A entrevista, onde Campos Neto defende a manutenção da taxa Selic de 13,75% e a meta de inflação de de 3,25% para este ano, e 3% para 2024, se deu depois que o presidente Lula questionou a manutenção das atuais taxas de juros no país. “Não existe nenhuma justificativa para que a taxa de juros esteja em 13,75%. É só a gente ver a carta do Copom para ver que é uma vergonha esse aumento de juro e a explicação que eles deram para a sociedade brasileira”, afirmou Lula.
“Nós fizemos uma meta de 4,5% com menos 2 e mais 2. Eu estou dizendo que o Brasil não precisava disso [da atual meta de 3,25%]. Ora, este país, com 4% de inflação, com a economia crescendo, esse país vai embora, esse país cresce. É que o presidente do Banco Central nunca viveu a inflação que eu vivi de 80% ao mês. Nunca viveu”, prosseguiu Lula.
“Então ele quer chegar à inflação padrão europeu, e não, nós temos que chegar à inflação padrão Brasil. Uma inflação de 4,5% no Brasil, de 4%, é de bom tamanho se a economia crescer. Você, com 4% de inflação, com 4,5, com a economia crescendo, é uma coisa extraordinária. Agora, você faz uma meta que é ilusória, você não a cumpre e, por conta disso você fica prejudicado”, acrescentou o presidente.
CONGRESSO QUER OUVI-LO
Campos Neto manteve-se inflexível em sua teimosia, apesar do fracasso de sua política. Fracasso este que levou o partido do presidente Lula a solicitar a presença dele no Congresso Nacional para se explicar.
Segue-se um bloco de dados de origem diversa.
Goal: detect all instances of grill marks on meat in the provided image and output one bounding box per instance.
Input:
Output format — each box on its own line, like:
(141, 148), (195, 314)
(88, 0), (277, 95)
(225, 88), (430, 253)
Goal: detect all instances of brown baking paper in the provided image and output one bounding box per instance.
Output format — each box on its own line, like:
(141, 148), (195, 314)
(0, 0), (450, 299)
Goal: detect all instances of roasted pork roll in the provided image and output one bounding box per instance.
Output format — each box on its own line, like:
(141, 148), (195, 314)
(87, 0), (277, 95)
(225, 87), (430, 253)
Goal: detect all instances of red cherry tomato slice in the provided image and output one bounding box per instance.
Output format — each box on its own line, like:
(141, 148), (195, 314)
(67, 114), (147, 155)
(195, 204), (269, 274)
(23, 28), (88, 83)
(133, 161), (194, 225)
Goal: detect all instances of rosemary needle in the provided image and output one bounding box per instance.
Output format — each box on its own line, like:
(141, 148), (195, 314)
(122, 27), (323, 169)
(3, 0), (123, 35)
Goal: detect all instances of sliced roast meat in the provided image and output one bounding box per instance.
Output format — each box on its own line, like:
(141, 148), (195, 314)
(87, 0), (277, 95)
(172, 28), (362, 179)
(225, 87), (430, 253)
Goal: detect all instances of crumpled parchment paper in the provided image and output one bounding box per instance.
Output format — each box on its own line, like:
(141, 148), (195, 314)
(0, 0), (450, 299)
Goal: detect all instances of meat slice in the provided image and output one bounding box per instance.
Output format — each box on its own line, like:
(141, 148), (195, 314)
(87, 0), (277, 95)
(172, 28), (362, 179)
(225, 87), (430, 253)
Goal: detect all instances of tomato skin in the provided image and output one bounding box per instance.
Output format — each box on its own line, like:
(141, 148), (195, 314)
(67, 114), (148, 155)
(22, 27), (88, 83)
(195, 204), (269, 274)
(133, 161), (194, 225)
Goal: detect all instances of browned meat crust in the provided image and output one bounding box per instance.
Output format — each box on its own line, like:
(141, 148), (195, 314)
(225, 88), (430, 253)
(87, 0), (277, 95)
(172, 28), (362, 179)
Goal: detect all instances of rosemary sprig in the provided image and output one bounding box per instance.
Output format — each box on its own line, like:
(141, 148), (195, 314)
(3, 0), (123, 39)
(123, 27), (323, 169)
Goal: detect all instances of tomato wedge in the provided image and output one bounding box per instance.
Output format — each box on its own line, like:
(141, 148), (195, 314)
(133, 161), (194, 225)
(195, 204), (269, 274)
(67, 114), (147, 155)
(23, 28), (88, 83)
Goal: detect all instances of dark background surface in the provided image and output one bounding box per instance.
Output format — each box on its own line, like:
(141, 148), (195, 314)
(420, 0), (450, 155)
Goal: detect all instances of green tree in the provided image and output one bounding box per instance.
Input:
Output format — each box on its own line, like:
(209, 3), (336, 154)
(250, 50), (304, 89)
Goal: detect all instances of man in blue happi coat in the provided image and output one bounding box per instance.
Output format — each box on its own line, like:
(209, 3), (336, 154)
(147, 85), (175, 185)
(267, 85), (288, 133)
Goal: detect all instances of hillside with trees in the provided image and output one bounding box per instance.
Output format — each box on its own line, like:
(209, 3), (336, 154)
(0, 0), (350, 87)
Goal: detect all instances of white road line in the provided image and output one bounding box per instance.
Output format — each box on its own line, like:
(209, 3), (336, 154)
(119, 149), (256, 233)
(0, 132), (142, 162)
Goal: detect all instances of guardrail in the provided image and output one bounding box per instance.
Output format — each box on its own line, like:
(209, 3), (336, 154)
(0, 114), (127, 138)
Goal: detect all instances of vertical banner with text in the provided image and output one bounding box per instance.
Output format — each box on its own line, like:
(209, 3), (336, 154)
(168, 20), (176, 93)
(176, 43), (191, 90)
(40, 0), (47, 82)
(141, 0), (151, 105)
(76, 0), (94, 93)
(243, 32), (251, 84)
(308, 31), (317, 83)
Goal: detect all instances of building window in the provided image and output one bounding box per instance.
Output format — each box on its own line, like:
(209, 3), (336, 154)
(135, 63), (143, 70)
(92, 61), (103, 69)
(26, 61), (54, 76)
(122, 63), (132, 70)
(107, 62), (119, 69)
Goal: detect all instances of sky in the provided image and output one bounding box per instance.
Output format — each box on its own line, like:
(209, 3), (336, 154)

Mas o indicado de Bolsonaro segue dizendo que votará contra a mudanças na meta de inflação, o que mantém implícita a aposta na manutenção da taxa de juros de 13,75% ao ano. A decisão sobre a meta de inflação não é tomada pelo presidente do BC, ela é tomada pelo Conselho Monetário Nacional (CMN), que é formado pelo ministro da Fazenda, do Planejamento e pelo presidente do Banco Central. A reunião do CMN está prevista para os próximos dias.
Economistas renomados, como André Lara Resende, Bresser Pereira, Nelson Marconi e outros, criticam a decisão de Campos Neto de manter as atuais taxas de juros. Lara Resende afirmou que a taxa alta, combinada com balanços negativos dos bancos, pode colocar, sim, o país em recessão. “O fato de que tivemos quebras no varejo leva os bancos a retraírem drasticamente o crédito. Assim, você agrava o processo de desaquecimento da economia e coloca o país em uma possível recessão muito séria”, diz o economista, que criou o Plano Real e que assumiu uma função estratégica no comando do BNDES a convite de Aloysio Mercadante.
Sobre o chamado risco fiscal, alardeado por Campos Neto, Lara Resende rebateu dizendo que ele não existe. “Pera aí, me explica o que quer dizer risco fiscal? Risco de sustentabilidade? É a dívida.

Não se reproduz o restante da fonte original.